A few hours into Quibi’s much-hyped debut, people have expressed irritation over something that’s supposed to be one of the streamer’s key differentiating features: You can only watch its lineup of original movies and shows on a mobile device.
Why, amid the stay-at-home COVID-19 crisis, is Quibi limiting itself only to the smallest screens in the house?
Jeffrey Katzenberg, the movie mogul who founded Quibi, has maintained that the mobile-only approach — delivering premium content in snackable episodes of under 10 minutes throughout the day — gives it a use case and value proposition that’s very distinct from other subscription VOD players like Netflix.
“Mobile video is the white space,” he told me in an interview last year.
That may or may not be true (given the flood of free and popular short-form stuff on Instagram, TikTok, YouTube and Facebook). But by fencing itself off in that white space, Quibi is by definition limiting its addressable market. That was already true before the coronavirus struck, and the inability to stream Quibi’s programming to TVs looks like an even more acute shortcoming now.
Quibi launched April 6, with the app going live around midnight ET with a free 90-day offer for anyone in the U.S. and Canada (and free for one year to some T-Mobile customers). Consumers have come to expect subscription-video services to be available across all platforms — TV, web and mobile — and on social media, some were in disbelief by Quibi’s mobile-only restriction.
“I was excited about this platform and then I read it’s only to be viewed on your phone? Is this shit for real?” one commenter on Twitter said. “I don’t even want it for free now. What a waste. Reminds me of when I’d watch shows on my ipod. So backward.”
Another Quibi observer wrote, “It would be wise to allow TV or else playback via HDMI. It’s a shame to be limited by the size of the phone screen.” And then there’s this comment: “Like what the hell are you thinking? Adapt the business model and allow web access during the pandemic.”

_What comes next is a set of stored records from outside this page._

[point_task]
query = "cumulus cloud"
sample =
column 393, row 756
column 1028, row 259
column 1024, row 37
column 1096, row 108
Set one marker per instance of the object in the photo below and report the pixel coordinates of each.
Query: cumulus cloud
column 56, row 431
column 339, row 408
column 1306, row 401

It’s a good bet Martin Scorsese disapproves as well. “I would suggest — if you ever want to see one of my pictures, or most films — please, please don’t look at it on a phone, please,” he told an interviewer last year, while discussing his mob epic “The Irishman” for Netflix.
Quibi has invested somewhere around $1 billion on content (and raised $1.75 billion) so far, from big-name directors including Steven Spielberg, Guillermo del Toro, Antoine Fuqua, Sam Raimi, Catherine Hardwicke and Peter Farrelly. And you won’t be able to watch their Quibi movies on a big HDTV, much less a movie screen. (Under Quibi’s licensing model, creator partners have the right to “reassemble” the episodes into a single movie for distribution in another window — after two years.)

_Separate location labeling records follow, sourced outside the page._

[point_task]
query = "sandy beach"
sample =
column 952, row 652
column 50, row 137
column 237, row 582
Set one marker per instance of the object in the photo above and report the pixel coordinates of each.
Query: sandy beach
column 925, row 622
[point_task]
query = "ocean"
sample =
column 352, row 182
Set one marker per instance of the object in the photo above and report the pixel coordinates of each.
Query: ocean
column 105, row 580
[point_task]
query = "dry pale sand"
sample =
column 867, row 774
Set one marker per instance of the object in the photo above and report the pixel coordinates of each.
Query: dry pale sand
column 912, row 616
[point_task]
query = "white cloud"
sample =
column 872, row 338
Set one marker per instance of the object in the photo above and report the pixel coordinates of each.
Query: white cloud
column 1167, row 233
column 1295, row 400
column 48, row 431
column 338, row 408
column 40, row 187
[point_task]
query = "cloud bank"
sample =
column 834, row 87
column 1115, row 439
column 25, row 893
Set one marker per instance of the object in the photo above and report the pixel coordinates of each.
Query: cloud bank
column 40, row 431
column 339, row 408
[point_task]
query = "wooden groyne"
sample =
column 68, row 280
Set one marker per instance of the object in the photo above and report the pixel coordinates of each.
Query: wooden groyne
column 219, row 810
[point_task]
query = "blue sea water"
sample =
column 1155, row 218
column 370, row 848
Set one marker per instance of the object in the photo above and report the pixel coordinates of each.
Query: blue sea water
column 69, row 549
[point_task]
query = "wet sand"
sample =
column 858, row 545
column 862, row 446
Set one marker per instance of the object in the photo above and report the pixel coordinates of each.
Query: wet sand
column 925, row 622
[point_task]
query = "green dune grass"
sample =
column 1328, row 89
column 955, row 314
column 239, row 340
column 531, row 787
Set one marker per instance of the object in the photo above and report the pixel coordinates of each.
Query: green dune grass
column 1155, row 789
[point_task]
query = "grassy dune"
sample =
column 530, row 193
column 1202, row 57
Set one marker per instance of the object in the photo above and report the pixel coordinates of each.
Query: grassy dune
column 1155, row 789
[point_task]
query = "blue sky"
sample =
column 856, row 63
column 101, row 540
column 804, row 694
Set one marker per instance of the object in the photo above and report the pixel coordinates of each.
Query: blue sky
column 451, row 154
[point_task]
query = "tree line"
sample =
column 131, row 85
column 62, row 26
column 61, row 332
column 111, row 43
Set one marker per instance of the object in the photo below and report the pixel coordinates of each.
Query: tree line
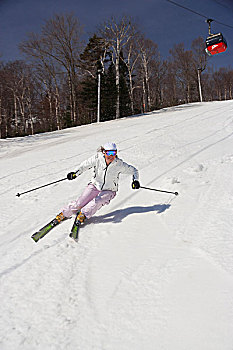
column 63, row 81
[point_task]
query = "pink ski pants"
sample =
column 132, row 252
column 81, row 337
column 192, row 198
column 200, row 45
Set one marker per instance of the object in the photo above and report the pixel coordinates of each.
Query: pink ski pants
column 90, row 201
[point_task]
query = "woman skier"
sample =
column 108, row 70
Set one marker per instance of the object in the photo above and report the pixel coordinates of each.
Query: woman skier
column 103, row 186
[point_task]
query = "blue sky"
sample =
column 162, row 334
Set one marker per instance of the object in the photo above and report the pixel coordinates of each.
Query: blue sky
column 161, row 21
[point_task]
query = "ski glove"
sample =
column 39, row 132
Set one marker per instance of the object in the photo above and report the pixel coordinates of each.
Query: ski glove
column 135, row 185
column 71, row 176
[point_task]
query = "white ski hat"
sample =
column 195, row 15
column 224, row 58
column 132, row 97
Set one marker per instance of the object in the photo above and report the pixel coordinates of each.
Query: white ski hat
column 110, row 146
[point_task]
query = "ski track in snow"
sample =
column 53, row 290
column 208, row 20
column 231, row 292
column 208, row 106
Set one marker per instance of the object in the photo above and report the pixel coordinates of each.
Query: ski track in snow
column 150, row 271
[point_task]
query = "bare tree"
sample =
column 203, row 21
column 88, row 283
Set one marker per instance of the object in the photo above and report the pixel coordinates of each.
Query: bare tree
column 148, row 55
column 183, row 64
column 59, row 45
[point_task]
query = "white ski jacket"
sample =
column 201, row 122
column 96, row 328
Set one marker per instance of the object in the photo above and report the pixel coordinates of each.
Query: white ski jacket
column 106, row 177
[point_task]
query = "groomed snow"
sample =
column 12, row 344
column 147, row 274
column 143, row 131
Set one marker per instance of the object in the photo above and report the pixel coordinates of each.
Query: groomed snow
column 151, row 271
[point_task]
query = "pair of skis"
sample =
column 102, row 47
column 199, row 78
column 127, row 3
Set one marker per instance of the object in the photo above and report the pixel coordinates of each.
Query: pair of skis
column 47, row 228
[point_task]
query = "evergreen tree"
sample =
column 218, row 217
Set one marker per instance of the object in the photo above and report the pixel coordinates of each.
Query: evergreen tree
column 91, row 63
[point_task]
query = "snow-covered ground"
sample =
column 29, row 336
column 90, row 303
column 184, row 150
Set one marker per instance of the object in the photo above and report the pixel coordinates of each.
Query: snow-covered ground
column 151, row 271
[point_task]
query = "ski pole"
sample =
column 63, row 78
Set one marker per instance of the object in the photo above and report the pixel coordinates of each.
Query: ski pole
column 154, row 189
column 37, row 188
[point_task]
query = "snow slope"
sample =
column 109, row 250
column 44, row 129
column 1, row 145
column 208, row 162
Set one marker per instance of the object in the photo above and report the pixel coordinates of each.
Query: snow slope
column 151, row 271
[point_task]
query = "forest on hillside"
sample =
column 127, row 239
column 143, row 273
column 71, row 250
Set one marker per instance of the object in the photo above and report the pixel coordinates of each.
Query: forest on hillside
column 64, row 81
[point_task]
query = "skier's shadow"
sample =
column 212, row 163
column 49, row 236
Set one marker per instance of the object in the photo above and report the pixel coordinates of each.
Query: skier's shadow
column 120, row 214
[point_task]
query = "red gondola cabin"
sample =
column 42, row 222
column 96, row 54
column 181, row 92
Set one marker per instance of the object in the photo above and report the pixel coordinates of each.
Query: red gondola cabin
column 215, row 43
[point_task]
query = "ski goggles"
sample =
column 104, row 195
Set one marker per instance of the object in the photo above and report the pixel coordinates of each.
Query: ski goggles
column 110, row 153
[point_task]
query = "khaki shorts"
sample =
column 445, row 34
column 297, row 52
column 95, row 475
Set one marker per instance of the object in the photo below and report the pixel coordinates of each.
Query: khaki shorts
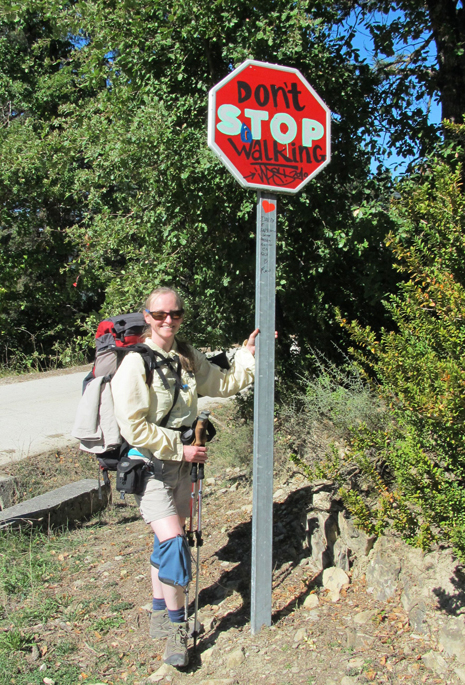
column 167, row 495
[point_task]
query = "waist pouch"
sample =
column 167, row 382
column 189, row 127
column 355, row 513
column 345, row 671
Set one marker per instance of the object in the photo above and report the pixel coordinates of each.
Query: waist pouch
column 130, row 476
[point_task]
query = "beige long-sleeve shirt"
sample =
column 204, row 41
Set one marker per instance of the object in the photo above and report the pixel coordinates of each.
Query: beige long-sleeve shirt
column 139, row 409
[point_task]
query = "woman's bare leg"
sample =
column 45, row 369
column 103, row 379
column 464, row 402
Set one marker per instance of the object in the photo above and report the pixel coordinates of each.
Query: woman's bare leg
column 164, row 529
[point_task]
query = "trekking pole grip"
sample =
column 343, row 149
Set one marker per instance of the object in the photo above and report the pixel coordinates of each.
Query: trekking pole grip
column 194, row 472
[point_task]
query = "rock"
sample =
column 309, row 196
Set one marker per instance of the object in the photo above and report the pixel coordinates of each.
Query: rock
column 355, row 665
column 334, row 579
column 460, row 673
column 300, row 635
column 416, row 617
column 207, row 654
column 314, row 615
column 162, row 672
column 7, row 491
column 235, row 658
column 452, row 638
column 434, row 662
column 383, row 570
column 311, row 602
column 364, row 617
column 322, row 500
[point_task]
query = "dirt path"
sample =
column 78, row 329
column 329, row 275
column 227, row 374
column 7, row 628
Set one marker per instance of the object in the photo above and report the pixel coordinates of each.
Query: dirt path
column 106, row 580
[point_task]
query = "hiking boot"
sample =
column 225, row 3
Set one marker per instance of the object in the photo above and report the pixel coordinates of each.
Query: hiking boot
column 176, row 646
column 160, row 624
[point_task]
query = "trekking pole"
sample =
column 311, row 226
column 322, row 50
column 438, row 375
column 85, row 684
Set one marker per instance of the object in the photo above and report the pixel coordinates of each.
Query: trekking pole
column 200, row 439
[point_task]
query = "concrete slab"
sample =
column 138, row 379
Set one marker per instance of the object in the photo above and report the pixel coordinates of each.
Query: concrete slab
column 65, row 505
column 7, row 491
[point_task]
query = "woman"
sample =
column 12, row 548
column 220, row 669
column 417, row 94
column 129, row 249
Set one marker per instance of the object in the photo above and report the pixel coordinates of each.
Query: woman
column 140, row 410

Quibi execs, in explaining the mobile-only rationale, also have said that as a built-for-mobile streaming service, the content is designed to only be experienced on smartphones and tablets. The company has touted its Turnstyle feature that automatically adjusts the video stream to either full-screen portrait or landscape mode, depending on how you hold the phone (which, by the way, Quibi is being sued over). But it’s hard to see why Quibi couldn’t have produced some kind of director’s cut that you could watch on non-mobile screens.
On a separate front, others expressed frustration that Quibi appeared to be available only in North America, although in fact people worldwide can access the U.S. version of the app via Apple’s and Google’s app stores in other countries.
To be fair, those complaining about Quibi’s mobile limitation could amount to only a few squeaky wheels. Other early adopters of the app have posted enthusiastic comments about watching shows and movies like drama “Survive” starring Sophie Turner and Corey Hawkins, “Most Dangerous Game” starring Liam Hemsworth and Christoph Waltz, “Punk’d” hosted by Chance the Rapper, “Thanks a Million” from Jennifer Lopez, “Chrissy’s Court” starring Chrissy Teigen, and home-renovation comedy “Flipped” starring Will Forte and Kaitlin Olson. (See the lineup of Quibi’s 50 shows available at launch.)
At some point, Quibi CEO Meg Whitman told me, users will be able to cast shows from their phones to TVs. But that’s not in the product right now. The bottom line is that Quibi surely could have pulled in bigger audiences if it had gone cross-platform from the get-go.